A relationship with God can’t involve one foot in the world and one foot in Christ. Jesus is our anchor to God and will guide us through the flood of worldly pull and sin back to our Father.
I tend to refrain from sharing my feelings and emotions with others when I’m struggling internally. But when it comes to God, I know I can be free with him. He welcomes my broken prayers. He invites me from the mess into His strength and peace. He offers a safe place to completely submit my fears, burdens, and worries about tomorrow. Before I even pray, He already knows it all.
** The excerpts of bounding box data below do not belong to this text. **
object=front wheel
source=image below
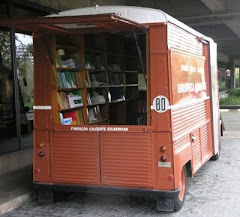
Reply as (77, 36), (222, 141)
(174, 166), (187, 211)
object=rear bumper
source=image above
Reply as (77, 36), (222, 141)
(33, 182), (179, 198)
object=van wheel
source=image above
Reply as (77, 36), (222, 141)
(174, 166), (187, 211)
(210, 138), (221, 160)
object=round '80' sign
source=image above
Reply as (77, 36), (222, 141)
(151, 95), (169, 113)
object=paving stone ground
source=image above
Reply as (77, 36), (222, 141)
(2, 138), (240, 217)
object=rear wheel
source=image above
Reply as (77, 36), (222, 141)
(174, 166), (187, 211)
(211, 138), (221, 160)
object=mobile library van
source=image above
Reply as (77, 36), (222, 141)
(1, 6), (220, 211)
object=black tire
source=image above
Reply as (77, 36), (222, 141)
(210, 138), (221, 161)
(174, 166), (187, 211)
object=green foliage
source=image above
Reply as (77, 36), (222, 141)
(220, 90), (240, 105)
(218, 80), (226, 91)
(0, 31), (11, 68)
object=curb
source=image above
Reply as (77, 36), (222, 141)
(220, 105), (240, 109)
(0, 191), (36, 215)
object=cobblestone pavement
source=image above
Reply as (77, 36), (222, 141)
(2, 138), (240, 217)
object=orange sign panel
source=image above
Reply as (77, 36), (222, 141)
(171, 52), (207, 104)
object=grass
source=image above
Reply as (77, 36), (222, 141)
(220, 90), (240, 105)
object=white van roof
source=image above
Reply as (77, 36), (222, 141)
(51, 5), (213, 41)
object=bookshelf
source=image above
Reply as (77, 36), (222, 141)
(52, 33), (147, 125)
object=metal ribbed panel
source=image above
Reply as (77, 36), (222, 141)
(192, 131), (202, 171)
(201, 125), (212, 162)
(168, 23), (203, 56)
(51, 132), (100, 184)
(101, 133), (152, 187)
(172, 102), (207, 137)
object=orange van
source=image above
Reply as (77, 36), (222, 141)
(1, 6), (220, 211)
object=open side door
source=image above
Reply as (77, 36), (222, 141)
(0, 14), (148, 186)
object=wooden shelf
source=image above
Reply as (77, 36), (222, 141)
(125, 70), (138, 73)
(86, 68), (107, 73)
(58, 105), (84, 112)
(85, 48), (106, 54)
(57, 87), (83, 92)
(108, 70), (125, 73)
(56, 44), (78, 50)
(125, 84), (138, 87)
(108, 84), (124, 88)
(87, 102), (108, 107)
(87, 86), (107, 89)
(109, 99), (126, 104)
(56, 67), (85, 72)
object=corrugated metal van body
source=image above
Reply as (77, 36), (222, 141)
(100, 132), (153, 187)
(51, 132), (100, 184)
(168, 24), (212, 174)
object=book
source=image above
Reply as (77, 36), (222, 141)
(68, 91), (83, 108)
(138, 73), (147, 90)
(63, 111), (77, 125)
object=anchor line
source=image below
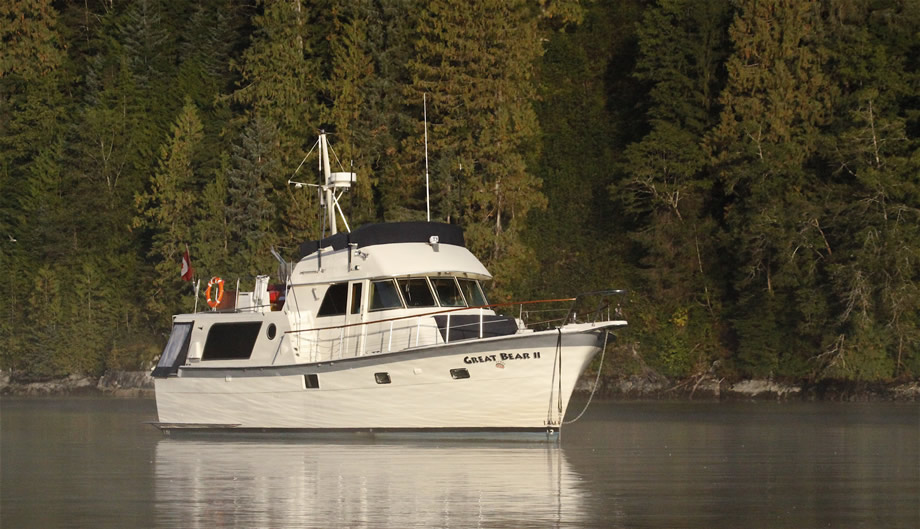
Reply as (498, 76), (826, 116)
(556, 327), (563, 414)
(562, 330), (610, 424)
(546, 328), (562, 426)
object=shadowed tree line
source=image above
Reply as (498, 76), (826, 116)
(0, 0), (920, 381)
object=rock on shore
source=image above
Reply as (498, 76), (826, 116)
(575, 373), (920, 402)
(0, 371), (153, 397)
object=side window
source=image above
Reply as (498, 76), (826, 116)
(201, 321), (262, 360)
(351, 283), (361, 314)
(457, 279), (489, 307)
(431, 277), (465, 307)
(397, 277), (436, 307)
(370, 279), (402, 310)
(153, 322), (192, 377)
(316, 283), (348, 316)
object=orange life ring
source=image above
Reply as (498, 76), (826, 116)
(205, 276), (224, 309)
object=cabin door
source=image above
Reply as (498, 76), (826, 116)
(316, 281), (364, 362)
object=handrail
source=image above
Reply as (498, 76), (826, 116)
(284, 296), (578, 334)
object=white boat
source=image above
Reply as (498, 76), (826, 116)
(153, 135), (626, 439)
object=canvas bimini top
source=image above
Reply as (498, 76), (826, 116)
(300, 222), (466, 259)
(293, 222), (492, 284)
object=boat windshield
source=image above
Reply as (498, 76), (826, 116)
(457, 279), (489, 307)
(370, 279), (403, 310)
(398, 277), (437, 307)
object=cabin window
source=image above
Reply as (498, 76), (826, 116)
(351, 283), (361, 314)
(153, 322), (192, 377)
(431, 277), (465, 307)
(457, 279), (489, 307)
(316, 283), (348, 316)
(201, 321), (262, 360)
(397, 277), (437, 307)
(370, 279), (402, 310)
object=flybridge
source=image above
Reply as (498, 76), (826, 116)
(300, 222), (466, 258)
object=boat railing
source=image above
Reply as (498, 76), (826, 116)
(286, 290), (624, 359)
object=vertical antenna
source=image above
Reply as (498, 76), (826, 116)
(422, 93), (431, 222)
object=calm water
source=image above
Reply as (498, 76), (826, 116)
(0, 398), (920, 529)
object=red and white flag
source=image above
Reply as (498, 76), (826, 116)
(182, 246), (195, 281)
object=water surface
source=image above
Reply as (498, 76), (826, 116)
(0, 398), (920, 528)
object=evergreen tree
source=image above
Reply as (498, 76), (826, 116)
(135, 98), (203, 319)
(403, 0), (546, 296)
(227, 117), (280, 278)
(709, 0), (835, 376)
(816, 0), (920, 380)
(612, 0), (731, 375)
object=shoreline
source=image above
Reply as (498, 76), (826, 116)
(0, 371), (920, 402)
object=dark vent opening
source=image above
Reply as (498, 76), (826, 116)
(201, 321), (262, 360)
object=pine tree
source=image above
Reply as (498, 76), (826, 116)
(233, 0), (322, 167)
(709, 0), (835, 376)
(135, 98), (203, 319)
(816, 0), (920, 380)
(227, 117), (280, 278)
(403, 0), (546, 295)
(611, 0), (731, 375)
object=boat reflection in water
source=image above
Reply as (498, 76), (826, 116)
(154, 439), (584, 528)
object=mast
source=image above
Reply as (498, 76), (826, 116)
(319, 131), (338, 235)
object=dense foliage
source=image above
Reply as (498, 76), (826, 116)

Our fears become defenseless in the power of God’s promises. Our worries and doubts about the future become paralyzed whenever we let God be the rightful author of our futures.
My whole world is in His hands. As soon as I think I know better than God, I’m humbled in all the ways that bring me back closer to Him. As life gets busier and more chaotic, my center shifts to the things of this world. Realignment back to the One who knew me first and knows me best is a daily decision.
God has been pursuing me from the moment I took my first breath. Even when I don’t feel or see God working, the ceaseless everyday blessings remind me that He is. If God feeds and watches over the sparrows, how much more does He value and love us? If God dresses the lilies of the field, how much more will He clothe you and me?
In Matthew 6:33, We are instructed that if we “seek first the kingdom of God and His righteousness, all these things shall be added to you.”
If we take the time to focus on everything we have instead of everything that we don’t, we approach our life from a place of abundance, not scarcity. God walks by us in our valleys and at our peaks. He knows what we’ve gone through and what we will go through. He understands that weight and pain.
God deserves the fullness of what we can give, not the scraps of our days. It’s sad to think that the God who gave us everything sometimes goes days without receiving anything from us. When we make room for God in our lives–
Our perspectives concerning our hardships transform.
Our joy is restored.
Our peace is sustained.
Even though I didn’t get the job, it doesn’t mean God isn’t in the midst of my unknown. He sheds light on the places I can’t yet see. He offers opportunities that I didn’t think of before. I’m holding on to the promises that say I’m His and the reminder that in Him, “goodness and mercy will follow me all the days of my life” (Psalm 23:6).